Vale hesitated. He looked as though he was going to follow Perry until Wylan spoke up. “Tell him here. Everyone should hear this.”
Vale stepped closer. “Start talking, Peregrine.”
Perry swallowed hard. “I . . . broke into the Dweller fortress.” It sounded ridiculous to him now. Like a prank. “A few nights ago,” he added. “After I left.”
Vale would know, without Perry saying it, that he’d gone after their fight. That he’d acted like a frustrated child and done something rash, as he always did. In the silence that followed, Perry’s breath came fast, like he’d just sprinted. He scented dozens of tempers. Anger. Astonishment. Excitement. The flashing weights and colors and temperatures so potent that he felt sick.
Vale’s face tightened with confusion. “They came for my boy because of what you did?”
Perry shook his head. “They came for me. Talon was just there.”
He couldn’t look at his brother any longer. He stared at the jumble of footprints on the ground. In the next instant, his head rocked to the side and then his shoulder slammed against the earth. He looked up at Vale, a shot of heat flooding his veins. He was at his brother’s feet. He should stay there. He deserved this. But he couldn’t.
He sprang up. Vale drew his knife. Perry brought out his own blade. People cried out and pushed away from them.
Perry couldn’t believe this was happening. Talon should be here, not him. He should be long gone. “I’ll get him back,” he said. “I’ll get Talon. I swear I will.”
Rage burned in Vale’s eyes. “You can’t get him back! Don’t you see that? If you go after him, the Dwellers could destroy all of us!”
Perry tensed. He hadn’t thought of that, but Vale was right. The Dwellers could have dozens of Hovers like the two he’d just seen. Hundreds of men, ready to fight. He felt stupid for not realizing it sooner. Then worse for not caring.
“It’s Talon,” he said. “We have to get him back.”
“There’s no getting him back, Peregrine! You did this! Father was right. You’re cursed. You destroy everything!”
Perry’s legs shuddered beneath him.

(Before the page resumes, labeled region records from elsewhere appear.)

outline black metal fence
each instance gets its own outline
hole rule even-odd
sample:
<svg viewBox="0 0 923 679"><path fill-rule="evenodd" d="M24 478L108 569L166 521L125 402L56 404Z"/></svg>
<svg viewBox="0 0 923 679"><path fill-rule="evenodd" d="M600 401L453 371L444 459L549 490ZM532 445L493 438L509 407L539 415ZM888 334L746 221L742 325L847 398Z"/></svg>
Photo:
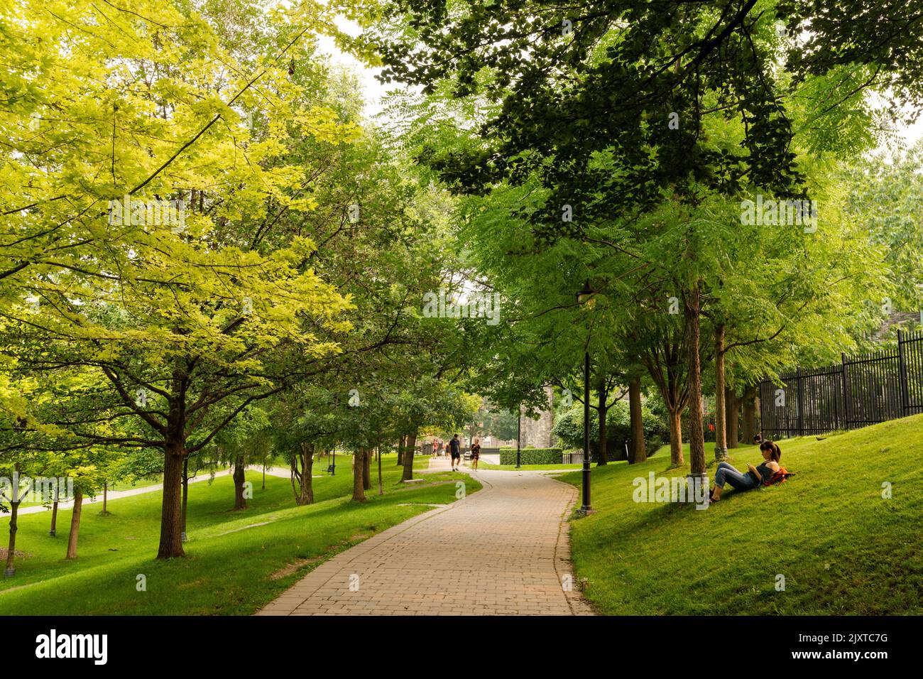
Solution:
<svg viewBox="0 0 923 679"><path fill-rule="evenodd" d="M923 413L923 332L897 333L897 348L797 369L782 385L760 382L760 421L770 439L850 430Z"/></svg>

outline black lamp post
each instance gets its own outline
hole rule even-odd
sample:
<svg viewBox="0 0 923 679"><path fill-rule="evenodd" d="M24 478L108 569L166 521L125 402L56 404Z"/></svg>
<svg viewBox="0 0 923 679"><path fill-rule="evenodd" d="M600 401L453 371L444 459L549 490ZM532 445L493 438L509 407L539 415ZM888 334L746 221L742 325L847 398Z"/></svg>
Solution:
<svg viewBox="0 0 923 679"><path fill-rule="evenodd" d="M522 434L522 406L516 413L516 468L520 468L520 441Z"/></svg>
<svg viewBox="0 0 923 679"><path fill-rule="evenodd" d="M583 289L577 293L577 303L585 304L595 291L590 287L590 282L583 284ZM583 352L583 503L580 513L586 515L593 512L590 505L590 350Z"/></svg>

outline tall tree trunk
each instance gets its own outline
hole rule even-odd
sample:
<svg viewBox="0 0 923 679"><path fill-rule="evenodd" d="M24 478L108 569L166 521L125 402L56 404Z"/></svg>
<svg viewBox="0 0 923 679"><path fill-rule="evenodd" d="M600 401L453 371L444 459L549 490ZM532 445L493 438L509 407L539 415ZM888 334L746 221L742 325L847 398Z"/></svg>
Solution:
<svg viewBox="0 0 923 679"><path fill-rule="evenodd" d="M686 460L683 457L682 408L671 408L667 418L670 420L670 466L679 467Z"/></svg>
<svg viewBox="0 0 923 679"><path fill-rule="evenodd" d="M366 469L366 449L359 447L353 455L353 500L366 502L366 485L363 476Z"/></svg>
<svg viewBox="0 0 923 679"><path fill-rule="evenodd" d="M244 455L239 455L234 461L234 508L246 509L246 498L244 497L244 481L246 476L244 472Z"/></svg>
<svg viewBox="0 0 923 679"><path fill-rule="evenodd" d="M727 427L727 447L737 448L740 441L740 400L730 387L725 388L725 424Z"/></svg>
<svg viewBox="0 0 923 679"><path fill-rule="evenodd" d="M609 409L605 406L605 384L602 380L596 384L596 394L598 395L598 400L596 401L596 411L599 415L599 443L598 449L599 453L596 455L596 467L602 467L609 461L609 450L608 450L608 441L606 439L607 433L605 430L605 416Z"/></svg>
<svg viewBox="0 0 923 679"><path fill-rule="evenodd" d="M714 459L727 459L727 420L725 406L725 324L714 326Z"/></svg>
<svg viewBox="0 0 923 679"><path fill-rule="evenodd" d="M744 395L744 429L741 431L745 443L752 443L756 435L756 402L753 396Z"/></svg>
<svg viewBox="0 0 923 679"><path fill-rule="evenodd" d="M414 478L414 451L416 449L417 429L414 427L407 434L407 447L404 450L404 469L401 475L402 481L409 481Z"/></svg>
<svg viewBox="0 0 923 679"><path fill-rule="evenodd" d="M683 296L689 381L689 472L705 474L705 435L701 421L701 361L699 358L701 290L698 285Z"/></svg>
<svg viewBox="0 0 923 679"><path fill-rule="evenodd" d="M158 559L184 556L183 552L183 461L186 442L167 443L163 455L163 500L161 505L161 542Z"/></svg>
<svg viewBox="0 0 923 679"><path fill-rule="evenodd" d="M15 478L15 477L14 477ZM19 529L17 524L17 519L19 515L19 503L18 499L18 489L13 489L13 492L16 493L14 497L16 502L9 503L9 541L6 543L6 568L4 571L4 575L6 577L12 577L16 574L16 568L14 567L14 561L16 560L16 531Z"/></svg>
<svg viewBox="0 0 923 679"><path fill-rule="evenodd" d="M298 506L314 503L314 443L301 442L300 451L292 455L292 491Z"/></svg>
<svg viewBox="0 0 923 679"><path fill-rule="evenodd" d="M52 503L52 527L48 529L48 535L53 538L57 535L57 503L61 499L61 488L58 481L54 482L54 502Z"/></svg>
<svg viewBox="0 0 923 679"><path fill-rule="evenodd" d="M180 540L186 542L186 510L189 506L189 455L183 458L183 507L179 519Z"/></svg>
<svg viewBox="0 0 923 679"><path fill-rule="evenodd" d="M70 515L70 533L67 535L67 557L77 558L77 537L80 532L80 510L83 508L83 491L74 490L74 511Z"/></svg>
<svg viewBox="0 0 923 679"><path fill-rule="evenodd" d="M644 446L644 419L641 407L641 378L629 381L629 415L631 420L631 441L629 443L629 464L634 465L647 459Z"/></svg>
<svg viewBox="0 0 923 679"><path fill-rule="evenodd" d="M385 487L381 483L381 446L380 444L377 446L378 449L378 494L385 494Z"/></svg>

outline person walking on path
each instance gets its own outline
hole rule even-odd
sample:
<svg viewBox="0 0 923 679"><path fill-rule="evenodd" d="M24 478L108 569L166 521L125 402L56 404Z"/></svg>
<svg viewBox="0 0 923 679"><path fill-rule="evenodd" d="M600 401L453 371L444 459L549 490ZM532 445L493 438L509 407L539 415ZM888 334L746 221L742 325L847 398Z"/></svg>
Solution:
<svg viewBox="0 0 923 679"><path fill-rule="evenodd" d="M479 439L474 439L471 446L471 466L474 471L477 471L477 458L481 456L481 444L478 441Z"/></svg>
<svg viewBox="0 0 923 679"><path fill-rule="evenodd" d="M461 471L462 442L459 441L458 434L455 434L452 440L449 442L449 447L451 449L452 454L452 471Z"/></svg>

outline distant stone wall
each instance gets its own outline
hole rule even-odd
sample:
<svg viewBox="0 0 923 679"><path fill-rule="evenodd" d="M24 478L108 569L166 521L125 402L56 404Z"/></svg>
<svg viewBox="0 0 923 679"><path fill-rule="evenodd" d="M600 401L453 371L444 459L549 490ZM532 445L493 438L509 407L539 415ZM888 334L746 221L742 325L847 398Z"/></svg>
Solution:
<svg viewBox="0 0 923 679"><path fill-rule="evenodd" d="M555 426L554 413L551 410L554 404L554 394L551 387L545 388L545 395L547 407L542 411L541 417L538 419L533 419L526 415L525 408L520 411L520 417L521 418L520 425L522 438L521 446L523 448L527 445L532 445L535 448L554 447L554 437L551 433L551 429Z"/></svg>

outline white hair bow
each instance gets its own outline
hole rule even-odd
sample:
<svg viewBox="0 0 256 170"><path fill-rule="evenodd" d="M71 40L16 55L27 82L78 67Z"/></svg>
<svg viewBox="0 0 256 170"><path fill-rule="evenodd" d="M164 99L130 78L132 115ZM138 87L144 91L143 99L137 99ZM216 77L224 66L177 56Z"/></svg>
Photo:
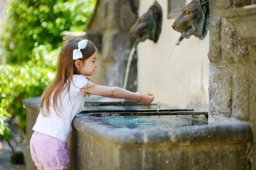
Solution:
<svg viewBox="0 0 256 170"><path fill-rule="evenodd" d="M78 43L78 49L75 49L73 51L73 60L76 60L83 58L83 55L80 50L86 47L87 42L87 40L83 40Z"/></svg>

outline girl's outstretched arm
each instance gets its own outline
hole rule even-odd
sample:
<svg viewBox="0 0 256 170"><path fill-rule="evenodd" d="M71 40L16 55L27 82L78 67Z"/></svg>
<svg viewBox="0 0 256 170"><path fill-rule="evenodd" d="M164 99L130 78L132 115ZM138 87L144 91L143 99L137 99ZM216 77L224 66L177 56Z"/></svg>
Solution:
<svg viewBox="0 0 256 170"><path fill-rule="evenodd" d="M134 100L145 104L151 103L154 98L154 95L151 93L134 93L122 88L99 85L92 82L84 86L80 91L104 97Z"/></svg>

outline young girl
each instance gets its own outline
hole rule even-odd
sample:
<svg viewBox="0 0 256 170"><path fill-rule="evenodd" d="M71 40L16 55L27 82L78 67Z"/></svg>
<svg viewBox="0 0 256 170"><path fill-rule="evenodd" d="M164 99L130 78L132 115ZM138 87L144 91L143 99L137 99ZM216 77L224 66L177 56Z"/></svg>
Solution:
<svg viewBox="0 0 256 170"><path fill-rule="evenodd" d="M145 104L154 100L150 93L100 86L87 79L84 76L93 75L98 66L96 51L87 40L70 39L61 46L56 76L44 92L40 112L32 129L30 151L38 170L67 169L67 137L72 119L82 111L85 93Z"/></svg>

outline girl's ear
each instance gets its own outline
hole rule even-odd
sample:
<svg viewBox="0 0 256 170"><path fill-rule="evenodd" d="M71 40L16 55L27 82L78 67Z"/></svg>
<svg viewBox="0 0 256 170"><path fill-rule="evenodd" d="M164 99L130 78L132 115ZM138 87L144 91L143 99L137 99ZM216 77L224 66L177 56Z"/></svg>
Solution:
<svg viewBox="0 0 256 170"><path fill-rule="evenodd" d="M75 61L75 65L78 69L79 69L81 66L81 62L80 60L76 60Z"/></svg>

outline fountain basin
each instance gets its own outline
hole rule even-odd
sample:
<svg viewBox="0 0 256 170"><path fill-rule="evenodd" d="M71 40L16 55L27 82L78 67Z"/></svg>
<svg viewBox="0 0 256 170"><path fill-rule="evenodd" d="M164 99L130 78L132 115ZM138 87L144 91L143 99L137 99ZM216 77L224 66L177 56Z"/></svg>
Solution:
<svg viewBox="0 0 256 170"><path fill-rule="evenodd" d="M143 115L150 115L153 112L141 112L144 114ZM166 112L176 115L178 112L188 113L164 111L158 113L163 115ZM95 111L76 117L68 141L69 149L72 151L69 168L249 169L252 136L251 127L248 124L128 128L113 125L104 119L105 116L123 116L129 114L140 115L131 112L100 113Z"/></svg>
<svg viewBox="0 0 256 170"><path fill-rule="evenodd" d="M224 15L239 37L248 44L256 45L256 4L226 9Z"/></svg>

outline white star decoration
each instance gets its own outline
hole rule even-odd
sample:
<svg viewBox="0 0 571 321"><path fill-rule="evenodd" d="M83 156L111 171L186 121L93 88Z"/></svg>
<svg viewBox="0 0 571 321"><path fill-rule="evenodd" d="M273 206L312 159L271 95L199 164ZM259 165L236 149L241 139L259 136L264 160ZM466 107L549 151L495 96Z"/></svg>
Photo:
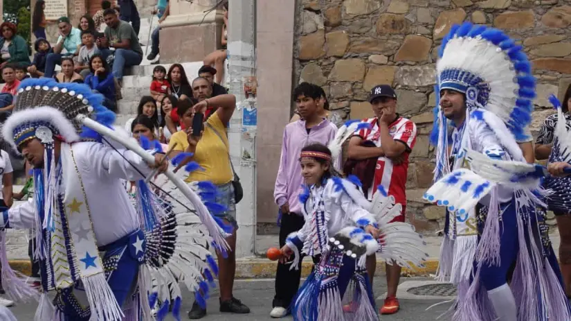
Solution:
<svg viewBox="0 0 571 321"><path fill-rule="evenodd" d="M139 236L137 235L137 241L132 244L133 246L135 247L136 252L135 252L135 255L138 254L139 252L143 252L143 243L145 243L145 239L139 238Z"/></svg>

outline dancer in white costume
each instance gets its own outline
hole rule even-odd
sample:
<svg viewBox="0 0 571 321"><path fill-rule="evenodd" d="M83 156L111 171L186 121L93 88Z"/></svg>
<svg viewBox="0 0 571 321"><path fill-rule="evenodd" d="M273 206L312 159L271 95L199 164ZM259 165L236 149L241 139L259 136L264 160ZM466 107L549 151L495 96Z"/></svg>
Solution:
<svg viewBox="0 0 571 321"><path fill-rule="evenodd" d="M454 320L571 320L539 209L544 171L525 164L516 144L535 96L521 49L501 31L469 23L454 26L441 46L437 182L425 198L448 209L437 276L458 287Z"/></svg>
<svg viewBox="0 0 571 321"><path fill-rule="evenodd" d="M35 320L152 320L147 293L153 292L166 306L159 318L174 301L179 319L181 289L174 281L183 280L197 297L198 289L207 293L206 280L217 270L208 249L227 248L226 233L192 191L192 211L205 228L186 225L190 211L165 215L143 180L153 167L167 170L164 156L120 146L116 141L127 141L109 129L115 114L101 105L100 95L51 79L24 81L18 93L2 135L33 164L35 193L33 200L5 209L0 226L37 231L44 293ZM149 166L143 158L154 161ZM138 182L136 211L121 180ZM17 300L37 297L10 268L3 232L0 238L7 293ZM153 279L158 280L155 290ZM53 305L47 294L53 290Z"/></svg>

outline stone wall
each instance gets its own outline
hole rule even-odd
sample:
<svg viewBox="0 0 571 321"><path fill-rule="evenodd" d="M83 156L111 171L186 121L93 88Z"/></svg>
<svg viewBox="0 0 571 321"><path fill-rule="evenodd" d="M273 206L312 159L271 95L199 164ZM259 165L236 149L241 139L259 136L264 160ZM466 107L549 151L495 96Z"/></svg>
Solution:
<svg viewBox="0 0 571 321"><path fill-rule="evenodd" d="M444 227L441 209L422 201L432 181L428 146L435 63L442 39L464 21L504 29L520 40L538 78L532 130L553 113L571 83L571 6L557 0L298 0L295 81L323 86L345 119L370 116L368 92L391 84L398 112L418 127L407 182L409 220L420 231Z"/></svg>

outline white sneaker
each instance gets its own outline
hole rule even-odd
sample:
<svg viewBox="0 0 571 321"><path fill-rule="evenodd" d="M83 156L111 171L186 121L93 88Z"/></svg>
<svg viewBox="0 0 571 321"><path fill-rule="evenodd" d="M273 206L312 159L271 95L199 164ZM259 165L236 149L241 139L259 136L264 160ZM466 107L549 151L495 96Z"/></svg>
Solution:
<svg viewBox="0 0 571 321"><path fill-rule="evenodd" d="M14 305L14 301L10 301L3 297L0 297L0 305L4 306L12 306Z"/></svg>
<svg viewBox="0 0 571 321"><path fill-rule="evenodd" d="M284 318L286 315L287 315L287 309L281 306L276 306L270 312L270 316L272 318Z"/></svg>

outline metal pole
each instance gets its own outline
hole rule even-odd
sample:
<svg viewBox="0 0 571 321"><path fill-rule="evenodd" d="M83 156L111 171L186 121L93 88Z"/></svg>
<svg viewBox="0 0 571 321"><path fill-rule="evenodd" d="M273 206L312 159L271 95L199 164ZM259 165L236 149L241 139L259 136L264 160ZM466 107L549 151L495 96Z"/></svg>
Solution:
<svg viewBox="0 0 571 321"><path fill-rule="evenodd" d="M255 255L256 239L255 0L231 0L228 4L227 72L230 92L237 101L228 137L232 161L244 189L244 198L236 206L236 256L244 257Z"/></svg>

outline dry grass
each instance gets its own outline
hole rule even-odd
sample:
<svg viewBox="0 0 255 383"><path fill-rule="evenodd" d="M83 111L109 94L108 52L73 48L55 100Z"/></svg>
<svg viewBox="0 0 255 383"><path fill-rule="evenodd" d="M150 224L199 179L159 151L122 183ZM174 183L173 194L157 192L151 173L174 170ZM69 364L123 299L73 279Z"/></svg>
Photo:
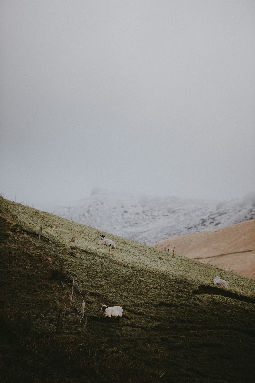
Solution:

He couldn’t mean it. Perry had survived his father’s tirades because of Vale. After all the thrashings, it was Vale and Liv who’d saved him by telling him he wasn’t to blame for what happened. For what he considered the greatest mistake of his life. Until now.
“I didn’t know. . . . It wasn’t supposed to happen.” There wasn’t anything he could say that would help. He just needed to find Talon.